Kaku Takagawa (高川 格, Takagawa Kaku), also known as Shūkaku Takagawa (高川 秀格, Takagawa Shūkaku), was one of the most successful professional Go players of the twentieth century.

== Biography ==
Kaku Takagawa won the Honinbō title nine times in a row, from 1952 to 1960, and was subsequently awarded the permanent title of Honorary Honinbo. He then chose Shukaku as his Honinbō name. He is one of the few Honorary Honinbos. He was known for having a healthy rivalry with Sakata Eio. This could be seen as Sakata would constantly beat Takagawa from 1959 to 1966 in the finals of major tournaments.

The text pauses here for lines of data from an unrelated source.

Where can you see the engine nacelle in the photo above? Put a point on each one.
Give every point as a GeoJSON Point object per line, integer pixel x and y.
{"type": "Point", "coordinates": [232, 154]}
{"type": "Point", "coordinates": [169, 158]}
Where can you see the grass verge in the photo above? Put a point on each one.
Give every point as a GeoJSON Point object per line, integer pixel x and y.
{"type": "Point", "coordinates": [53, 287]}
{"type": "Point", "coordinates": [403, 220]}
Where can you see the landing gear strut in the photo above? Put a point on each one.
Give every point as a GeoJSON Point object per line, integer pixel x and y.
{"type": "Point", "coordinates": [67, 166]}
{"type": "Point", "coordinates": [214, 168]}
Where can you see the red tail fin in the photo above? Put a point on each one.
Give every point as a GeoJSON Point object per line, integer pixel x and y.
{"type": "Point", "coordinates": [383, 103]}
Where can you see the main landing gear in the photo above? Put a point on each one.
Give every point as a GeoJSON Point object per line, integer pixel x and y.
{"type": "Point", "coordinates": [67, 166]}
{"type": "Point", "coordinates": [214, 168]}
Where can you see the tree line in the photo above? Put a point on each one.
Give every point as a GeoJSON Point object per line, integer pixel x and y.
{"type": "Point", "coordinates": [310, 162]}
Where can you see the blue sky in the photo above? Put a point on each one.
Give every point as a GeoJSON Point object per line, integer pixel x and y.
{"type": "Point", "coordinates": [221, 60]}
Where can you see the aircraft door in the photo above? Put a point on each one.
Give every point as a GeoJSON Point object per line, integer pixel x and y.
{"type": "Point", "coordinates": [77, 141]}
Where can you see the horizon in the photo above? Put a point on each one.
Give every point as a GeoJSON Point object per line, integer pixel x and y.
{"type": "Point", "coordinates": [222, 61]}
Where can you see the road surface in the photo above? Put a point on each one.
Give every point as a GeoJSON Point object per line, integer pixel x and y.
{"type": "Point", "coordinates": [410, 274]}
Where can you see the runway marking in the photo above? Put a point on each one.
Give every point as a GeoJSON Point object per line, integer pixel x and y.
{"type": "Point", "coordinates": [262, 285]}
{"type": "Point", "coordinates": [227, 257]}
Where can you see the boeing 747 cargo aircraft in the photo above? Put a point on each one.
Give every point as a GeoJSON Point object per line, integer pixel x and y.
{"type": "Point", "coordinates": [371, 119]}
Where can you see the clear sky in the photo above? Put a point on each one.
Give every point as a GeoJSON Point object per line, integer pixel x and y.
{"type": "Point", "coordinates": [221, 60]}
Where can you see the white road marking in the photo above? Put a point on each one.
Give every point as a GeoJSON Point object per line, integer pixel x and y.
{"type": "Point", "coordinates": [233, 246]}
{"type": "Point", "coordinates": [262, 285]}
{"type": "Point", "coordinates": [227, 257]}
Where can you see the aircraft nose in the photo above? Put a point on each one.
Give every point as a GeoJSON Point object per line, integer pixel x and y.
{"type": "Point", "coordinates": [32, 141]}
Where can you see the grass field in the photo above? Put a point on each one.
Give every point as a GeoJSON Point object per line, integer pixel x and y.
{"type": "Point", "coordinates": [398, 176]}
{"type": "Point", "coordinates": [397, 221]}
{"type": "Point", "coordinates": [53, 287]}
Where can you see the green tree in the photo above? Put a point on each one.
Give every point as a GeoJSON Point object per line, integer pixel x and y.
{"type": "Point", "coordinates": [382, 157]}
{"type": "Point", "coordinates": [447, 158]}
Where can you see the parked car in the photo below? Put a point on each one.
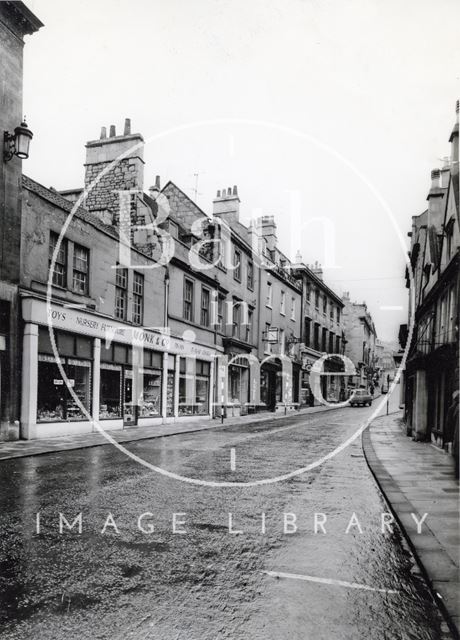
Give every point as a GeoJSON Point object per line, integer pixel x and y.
{"type": "Point", "coordinates": [360, 397]}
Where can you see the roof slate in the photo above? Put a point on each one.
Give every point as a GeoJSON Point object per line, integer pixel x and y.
{"type": "Point", "coordinates": [66, 205]}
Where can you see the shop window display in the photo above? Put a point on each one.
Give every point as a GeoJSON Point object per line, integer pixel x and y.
{"type": "Point", "coordinates": [194, 387]}
{"type": "Point", "coordinates": [55, 402]}
{"type": "Point", "coordinates": [110, 395]}
{"type": "Point", "coordinates": [151, 401]}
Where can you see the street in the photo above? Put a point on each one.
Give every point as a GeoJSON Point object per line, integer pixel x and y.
{"type": "Point", "coordinates": [216, 579]}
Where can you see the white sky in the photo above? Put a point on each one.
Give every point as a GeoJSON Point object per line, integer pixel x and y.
{"type": "Point", "coordinates": [376, 82]}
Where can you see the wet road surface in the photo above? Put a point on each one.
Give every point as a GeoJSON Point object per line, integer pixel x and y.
{"type": "Point", "coordinates": [252, 580]}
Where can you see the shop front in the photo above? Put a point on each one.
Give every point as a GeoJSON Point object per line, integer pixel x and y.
{"type": "Point", "coordinates": [107, 373]}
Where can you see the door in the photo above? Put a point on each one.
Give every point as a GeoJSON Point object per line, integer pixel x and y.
{"type": "Point", "coordinates": [129, 410]}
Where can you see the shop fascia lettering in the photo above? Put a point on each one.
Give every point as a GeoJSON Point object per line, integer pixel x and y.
{"type": "Point", "coordinates": [39, 312]}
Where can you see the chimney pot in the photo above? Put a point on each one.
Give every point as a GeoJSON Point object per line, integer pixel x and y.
{"type": "Point", "coordinates": [435, 176]}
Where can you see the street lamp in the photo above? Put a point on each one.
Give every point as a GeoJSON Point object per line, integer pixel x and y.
{"type": "Point", "coordinates": [17, 143]}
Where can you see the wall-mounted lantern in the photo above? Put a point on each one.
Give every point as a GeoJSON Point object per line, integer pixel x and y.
{"type": "Point", "coordinates": [17, 143]}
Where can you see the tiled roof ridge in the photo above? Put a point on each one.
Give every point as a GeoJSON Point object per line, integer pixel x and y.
{"type": "Point", "coordinates": [57, 199]}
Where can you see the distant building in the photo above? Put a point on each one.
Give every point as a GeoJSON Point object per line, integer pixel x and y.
{"type": "Point", "coordinates": [16, 21]}
{"type": "Point", "coordinates": [432, 375]}
{"type": "Point", "coordinates": [322, 333]}
{"type": "Point", "coordinates": [361, 338]}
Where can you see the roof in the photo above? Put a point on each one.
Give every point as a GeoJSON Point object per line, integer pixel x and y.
{"type": "Point", "coordinates": [25, 21]}
{"type": "Point", "coordinates": [58, 200]}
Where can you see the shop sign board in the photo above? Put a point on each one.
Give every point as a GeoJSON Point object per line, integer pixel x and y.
{"type": "Point", "coordinates": [82, 322]}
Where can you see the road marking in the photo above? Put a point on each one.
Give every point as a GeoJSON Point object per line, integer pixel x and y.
{"type": "Point", "coordinates": [340, 583]}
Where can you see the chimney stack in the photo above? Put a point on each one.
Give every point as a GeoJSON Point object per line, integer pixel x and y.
{"type": "Point", "coordinates": [445, 172]}
{"type": "Point", "coordinates": [435, 200]}
{"type": "Point", "coordinates": [317, 270]}
{"type": "Point", "coordinates": [155, 189]}
{"type": "Point", "coordinates": [267, 226]}
{"type": "Point", "coordinates": [126, 174]}
{"type": "Point", "coordinates": [435, 176]}
{"type": "Point", "coordinates": [454, 144]}
{"type": "Point", "coordinates": [226, 205]}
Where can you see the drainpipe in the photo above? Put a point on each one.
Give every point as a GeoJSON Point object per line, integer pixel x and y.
{"type": "Point", "coordinates": [166, 305]}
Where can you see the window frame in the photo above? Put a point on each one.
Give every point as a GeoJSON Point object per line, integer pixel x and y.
{"type": "Point", "coordinates": [191, 302]}
{"type": "Point", "coordinates": [250, 275]}
{"type": "Point", "coordinates": [204, 311]}
{"type": "Point", "coordinates": [237, 267]}
{"type": "Point", "coordinates": [121, 291]}
{"type": "Point", "coordinates": [79, 271]}
{"type": "Point", "coordinates": [269, 298]}
{"type": "Point", "coordinates": [283, 303]}
{"type": "Point", "coordinates": [138, 299]}
{"type": "Point", "coordinates": [64, 247]}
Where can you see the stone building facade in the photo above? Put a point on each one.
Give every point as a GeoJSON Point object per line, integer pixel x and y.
{"type": "Point", "coordinates": [321, 333]}
{"type": "Point", "coordinates": [16, 21]}
{"type": "Point", "coordinates": [360, 340]}
{"type": "Point", "coordinates": [431, 375]}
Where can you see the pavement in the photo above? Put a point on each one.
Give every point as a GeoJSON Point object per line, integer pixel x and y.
{"type": "Point", "coordinates": [23, 448]}
{"type": "Point", "coordinates": [419, 478]}
{"type": "Point", "coordinates": [258, 580]}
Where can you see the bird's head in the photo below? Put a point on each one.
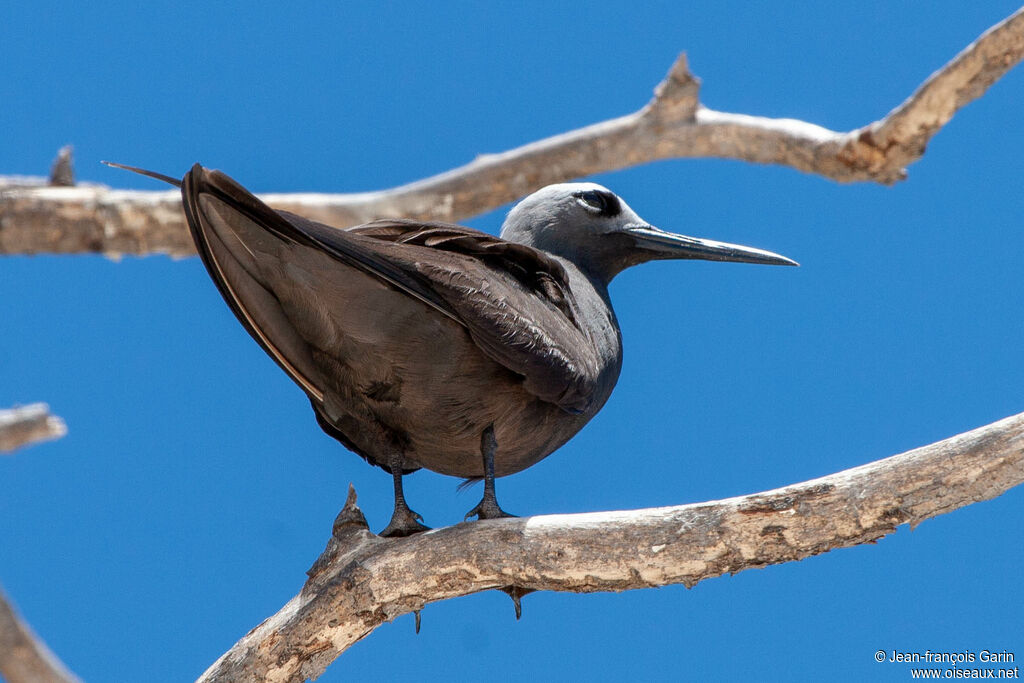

Takagawa's books, translated from their original Japanese, were instrumental in educating Westerners in the ways of Go. He also wrote a series of articles from 1961 through 1977 for the Nihon Ki-in which was the primary English source of information about Go during that period. These articles were later compiled into Improve Your Intuition, still considered a valuable guide for Go players.

== Style ==
Sakata Eio was known to talk about Takagawa's style of play. He included him in his book Killer Of Go, saying he'd drag out his games so they'd be longer and then his opponent would lose their edge. He was so very cool and collected during games, that he would never tense up before a match. This could be seen when he strolled to many Honinbō title wins. He was also noted to having a very steady and elegant style.

== Promotion record ==

| Rank | Year | Notes |
|---|---|---|
| 1 dan | 1928 |  |
| 2 dan | 1931 |  |
| 3 dan | 1935 |  |
| 4 dan | 1936 |  |
| 5 dan | 1939 |  |
| 6 dan | 1941 |  |
| 7 dan | 1945 |  |
| 8 dan | 1954 |  |
| 9 dan | 1960 |  |

== Titles and runners-up ==

Domestic
| Title | Wins | Runners-up |
| Meijin | 1 (1968) | 1 (1969) |
| Honinbō | 9 (1952–1960) | 3 (1961, 1963, 1964) |
| Oza | 1 (1954) | 1 (1961) |
| Judan | 1 (1965) | 1 (1966) |
| NHK Cup | 1 (1966) | 2 (1954, 1959) |
| Nihon-Kiin Championship | 3 (1954, 1962, 1963) | 3 (1955, 1959, 1960) |
| Asahi Pro Best Ten |  | 4 (1964–1967) |
| Total | 16 | 15 |

== Books ==
- How to Play Go, Nihon Ki-in 1956 review, used copies, cover
- Vital Points of Go, Nihon Ki-in 1958 review
- The Power of the Star-Point (ISBN 4871870324)
- Improve Your Intuition (ISBN 0-9706193-2-4) Volume 1, (ISBN 0-9706193-2-4) Volume 2, (ISBN 0-9706193-2-4) Volume 3.